The PDP, in a reaction to the judgment by its National Publicity Secretary, Kola Ologbondiyan, noted however that “in the face of the sad verdict, Justice Nweze’s judgment presents a glimpse of hope for our nation’s judiciary.”

“Our party abides completely by every word of the judgment of Justice Nweze as treated facts, which are truly sacred.

“Justice Nweze’s pronouncement, which went straight into the substance of our application, represents a universal view about the travesty of justice that occurred in the Imo State governorship election judgment,” the party added.

According to the PDP, “it is indeed unfortunate that the Supreme Court had the wholesome opportunity to redeem itself and correct its errors, but chzose to hide behind technicality to justify and endorse an electoral fraud.

“What Nigerians expected of the Supreme Court, since the error in its earlier judgment had been fully established, was to summon the courage to affirm its infallibility by correcting the errors and handing over victory to the rightful winner. Sadly, it failed to do so.

“What the Supreme Court had done in this judgment is to uphold and legalise the writing of election results by individual contestants against the will of the people as expressed at the poll.

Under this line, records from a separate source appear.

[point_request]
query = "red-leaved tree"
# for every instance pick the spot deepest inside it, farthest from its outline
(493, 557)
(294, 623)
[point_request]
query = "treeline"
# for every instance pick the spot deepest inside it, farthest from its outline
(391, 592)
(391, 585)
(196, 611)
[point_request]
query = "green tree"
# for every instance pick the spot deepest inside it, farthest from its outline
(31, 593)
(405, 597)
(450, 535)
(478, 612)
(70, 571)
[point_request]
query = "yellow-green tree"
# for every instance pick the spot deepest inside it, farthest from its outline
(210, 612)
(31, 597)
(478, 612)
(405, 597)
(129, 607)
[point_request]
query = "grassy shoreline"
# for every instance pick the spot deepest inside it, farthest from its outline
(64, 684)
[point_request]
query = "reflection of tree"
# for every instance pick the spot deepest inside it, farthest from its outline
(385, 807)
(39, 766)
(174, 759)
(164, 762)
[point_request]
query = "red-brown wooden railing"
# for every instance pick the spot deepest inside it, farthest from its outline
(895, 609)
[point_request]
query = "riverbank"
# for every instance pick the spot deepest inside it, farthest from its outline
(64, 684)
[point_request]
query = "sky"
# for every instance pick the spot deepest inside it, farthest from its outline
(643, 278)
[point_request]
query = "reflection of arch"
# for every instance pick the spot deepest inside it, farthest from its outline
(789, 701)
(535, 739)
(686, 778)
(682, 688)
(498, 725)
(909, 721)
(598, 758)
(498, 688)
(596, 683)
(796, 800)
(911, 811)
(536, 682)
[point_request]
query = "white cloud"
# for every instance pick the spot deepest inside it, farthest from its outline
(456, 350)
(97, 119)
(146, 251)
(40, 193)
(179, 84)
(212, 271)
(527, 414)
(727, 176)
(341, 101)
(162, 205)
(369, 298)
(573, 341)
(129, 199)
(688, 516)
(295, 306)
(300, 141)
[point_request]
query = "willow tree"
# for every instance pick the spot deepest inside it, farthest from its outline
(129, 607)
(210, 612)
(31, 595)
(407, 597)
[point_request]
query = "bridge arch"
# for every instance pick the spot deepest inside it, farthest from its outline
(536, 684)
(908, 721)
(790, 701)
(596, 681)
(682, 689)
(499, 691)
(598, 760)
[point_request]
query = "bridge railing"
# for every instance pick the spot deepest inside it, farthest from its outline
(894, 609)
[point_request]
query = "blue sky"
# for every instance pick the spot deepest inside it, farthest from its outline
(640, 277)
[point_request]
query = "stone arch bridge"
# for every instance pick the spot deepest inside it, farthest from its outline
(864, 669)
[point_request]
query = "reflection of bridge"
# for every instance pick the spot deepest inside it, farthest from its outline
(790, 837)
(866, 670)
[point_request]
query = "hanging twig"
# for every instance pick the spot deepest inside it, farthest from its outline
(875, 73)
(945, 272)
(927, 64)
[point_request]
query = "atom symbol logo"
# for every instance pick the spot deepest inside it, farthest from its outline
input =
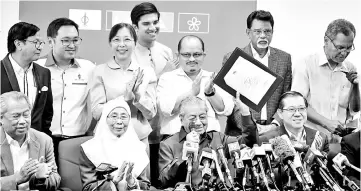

“As a party, we hold that on this judgment, all election stakeholders must rally to create remedies for this pathetic situation created by the Supreme Court in the Imo governorship election before our entire electoral process becomes vanquished.

“This judgment will continue to haunt the Supreme Court. It has created a burden of precedent ß and fallibility on the court,” the statement stressed.

The PDP said that “more distressing is the fact that the judgment has heavily detracted from the confidence Nigerians and the international community reposed in the Supreme Court and our entire jurisprudence.”